With the ending of prohibition, and the gradual merging of mainstream jazz with the Big Band sound, jazz became more acceptable to the general public.  Within a decade, bandleaders such as Duke Ellington and Count Basie were playing to full houses.  During this time the older Blues sound had not gone away, and indeed gained a new lease of life thanks to a young man called Robert Dodds.  Doomed to die young before the decade was out, he is better known today as Robert Johnson, the doyen of the Delta Blues.

For one young man, born just three years after Robert Johnson, the forties were to make his name.  Not the name he was born with; as McKinley Morganfield he might not have had quite the same success.  As Muddy Waters, however, he was to be the inspiration for many of the great pioneers of rock'n'roll.

The decade ended with a boogie tune which, had the term been invented, might have been thought of as early rock'n'roll; Antoine “Fats” Domino was a 21 year old from a musical New Orleans family.  He drew his musical inspiration from ragtime and blues, and was playing piano at the Hideaway club in the city of his birth when he recorded a song called “The Fat Man”.  It sold more than a million copies.

In 1951, in Cleveland, Ohio, disk jockey Alan Freed wanted to avoid the phrase “Rhythm and Blues” for his show; this was what black people called the new music which he loved and played all the time.  No racist himself, he feared the term would alienate white listeners. Famously, he coined the phrase “rock'n'roll”.  What he didn’t know was that in the black community, the expression had the same sexual connotation as “jass” half a century earlier!

It was not, however, until 1954 that the first pure rock'n'roll record took the world by storm.  The writer was Charles Calhoun, aka Jesse Stone, who worked for Atlantic Records.  (His mentor was a man rejoicing in the name of Ahmet Ertegün, who is well worth looking up). In the spring of that year, he wrote Shake, Rattle and Roll for Big Joe Turner.   Six months later Bill Haley, a country dance band leader who sensed the spirit of the times, took it to the top twenty on both sides of the pond with his band The Comets.

Bill Haley changed many words he considered suggestive.  It seems amazing today that “you're a devil in nylon hose” could be deemed offensive, but he was aiming at a white, middle class audience in an era of relative innocence.  Haley topped the charts on both sides of the Atlantic the following year with Rock around the Clock, from the soundtrack for the notorious 1955 film Blackboard Jungle.

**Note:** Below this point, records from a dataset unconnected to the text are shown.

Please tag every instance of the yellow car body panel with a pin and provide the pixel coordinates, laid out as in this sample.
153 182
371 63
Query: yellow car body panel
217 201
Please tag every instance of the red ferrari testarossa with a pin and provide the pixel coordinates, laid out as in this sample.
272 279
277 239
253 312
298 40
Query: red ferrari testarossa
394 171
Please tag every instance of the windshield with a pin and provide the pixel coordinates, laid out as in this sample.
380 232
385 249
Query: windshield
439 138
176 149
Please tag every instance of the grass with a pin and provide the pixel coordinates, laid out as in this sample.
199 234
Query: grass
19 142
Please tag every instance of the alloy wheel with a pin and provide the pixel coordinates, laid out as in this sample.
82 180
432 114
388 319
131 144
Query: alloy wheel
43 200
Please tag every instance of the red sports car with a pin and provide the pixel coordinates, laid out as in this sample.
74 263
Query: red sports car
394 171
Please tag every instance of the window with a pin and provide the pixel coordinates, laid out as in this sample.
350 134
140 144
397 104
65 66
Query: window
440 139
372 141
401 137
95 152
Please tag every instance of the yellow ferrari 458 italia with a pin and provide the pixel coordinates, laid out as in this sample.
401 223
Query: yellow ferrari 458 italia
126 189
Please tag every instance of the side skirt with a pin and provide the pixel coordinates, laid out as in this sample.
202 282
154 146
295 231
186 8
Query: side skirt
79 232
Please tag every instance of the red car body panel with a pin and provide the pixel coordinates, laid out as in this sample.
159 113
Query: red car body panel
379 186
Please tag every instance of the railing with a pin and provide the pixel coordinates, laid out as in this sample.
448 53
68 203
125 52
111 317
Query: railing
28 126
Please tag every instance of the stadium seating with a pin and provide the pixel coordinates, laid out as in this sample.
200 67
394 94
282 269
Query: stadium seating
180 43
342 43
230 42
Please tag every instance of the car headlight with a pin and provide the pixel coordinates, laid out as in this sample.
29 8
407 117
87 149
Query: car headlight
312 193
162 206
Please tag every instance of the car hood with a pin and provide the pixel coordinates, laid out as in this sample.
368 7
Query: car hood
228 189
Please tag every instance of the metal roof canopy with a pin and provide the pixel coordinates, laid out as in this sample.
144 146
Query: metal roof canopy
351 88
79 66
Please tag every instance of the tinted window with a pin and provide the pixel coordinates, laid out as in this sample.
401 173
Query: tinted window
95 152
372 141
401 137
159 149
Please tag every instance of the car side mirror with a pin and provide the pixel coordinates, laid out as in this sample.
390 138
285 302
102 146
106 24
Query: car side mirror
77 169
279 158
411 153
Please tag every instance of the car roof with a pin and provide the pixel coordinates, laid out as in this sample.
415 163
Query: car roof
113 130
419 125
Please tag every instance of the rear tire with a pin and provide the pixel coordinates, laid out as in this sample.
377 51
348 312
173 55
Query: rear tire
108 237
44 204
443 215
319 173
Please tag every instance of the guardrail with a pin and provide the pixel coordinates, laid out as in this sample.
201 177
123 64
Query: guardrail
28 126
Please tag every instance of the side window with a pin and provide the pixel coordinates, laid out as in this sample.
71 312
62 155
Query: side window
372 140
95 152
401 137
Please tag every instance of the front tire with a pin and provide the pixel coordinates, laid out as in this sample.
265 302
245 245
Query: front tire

It’s difficult to say exactly how many rock'n'roll records entered the USA charts in the early years, because there were many different ways of working out the Top Twenty; Billboard magazine alone published four different versions.  In the UK, where the rise of rock'n'roll exactly matched America, there were just three top twenty rock'n'roll hits in the UK during 1955.  Within two years there were more than 70 rock'n'roll records in the British charts, and by 1958 rock'n'roll completely dominated the market.  Music would never be the same again.